Molecular mechanism of the role of carbamyl erythropoietin in treating diabetic retinopathy rats
- Authors:
- Published online on: May 14, 2018 https://doi.org/10.3892/etm.2018.6167
- Pages: 305-309
-
Copyright: © Xu et al. This is an open access article distributed under the terms of Creative Commons Attribution License.
Metrics: Total
Views: 0 (Spandidos Publications: | PMC Statistics: )

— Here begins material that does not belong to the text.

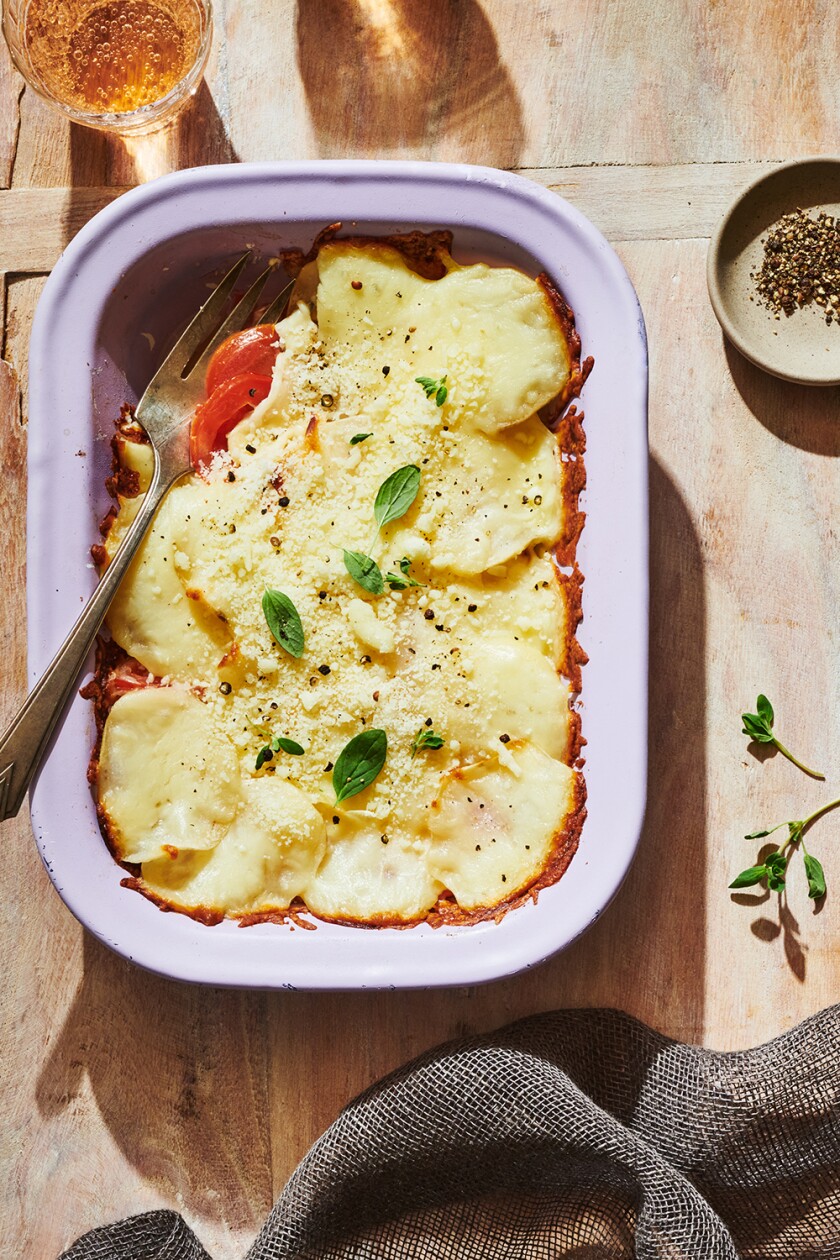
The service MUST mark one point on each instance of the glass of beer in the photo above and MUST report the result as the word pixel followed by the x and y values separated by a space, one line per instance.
pixel 124 66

Total PDF Downloads: 0 (Spandidos Publications: | PMC Statistics: )
Abstract
The aim of the present study was to investigate the therapeutic effects of carbamyl erythropoietin (CEPO) and safflor yellow (SY) in the treatment of rats with diabetic retinopathy (DR) as well as exploring the mechanism of action. Male SD rats were used to establish a diabetes model and streptozotocin-induced retinopathy was also performed in rats. A total of 126 rats with DR were obtained, and model rats were randomly divided into the model (n=42), experimental (n=42) and control (n=42) groups. The rats in the model group were injected with saline, the rats in the experimental group were treated with CEPO, and the rats in the control group were treated with SY. After treatment for 2 weeks, the retinas were harvested for quantitative analysis of the mRNA expression levels of angiogenesis-promoting and -inhibiting molecules, apoptosis-promoting and -inhibiting molecules, and oxidative stress pathway-related factors by Reverse transcription-quantitative PCR (RT-qPCR). No significant differences in expression levels of hypoxia-inducible factor-1α (HIF-1α), vascular endothelial growth factor (VEGF), angiopoietin (Ang-1), tissue kallikrein (TKLK) and pigment epithelium-derived factor (PEDF) were observed between the experimental and model groups (P>0.05). The expression levels of apoptosis-promoting molecules Bcl-2 related X protein (Bax) and cysteine aspartate specific protease (caspase-3) mRNA in the retina of the experimental group was significantly lower than those in the control group (P<0.05). The expression levels of Bcl-2 and survivin mRNA were significantly higher in the experimental group than in the control group (P<0.05). The expression levels of the oxidative stress pathway nuclear factor erythroid 2 (NFE2)-related factor 2 (Nrf2), heme oxygenase-1 (HO-1) and NAD(P)H quinone dehydrogenase 1 (NQO1) mRNA were significantly higher in the experimental group than in the control group. Therefore, the therapeutic effects of CEPO in treating DR are better than those of SY. As a result, CEPO may inhibit apoptosis and oxidative stress damage of retinal tissue cells in DR rats without affecting angiogenesis.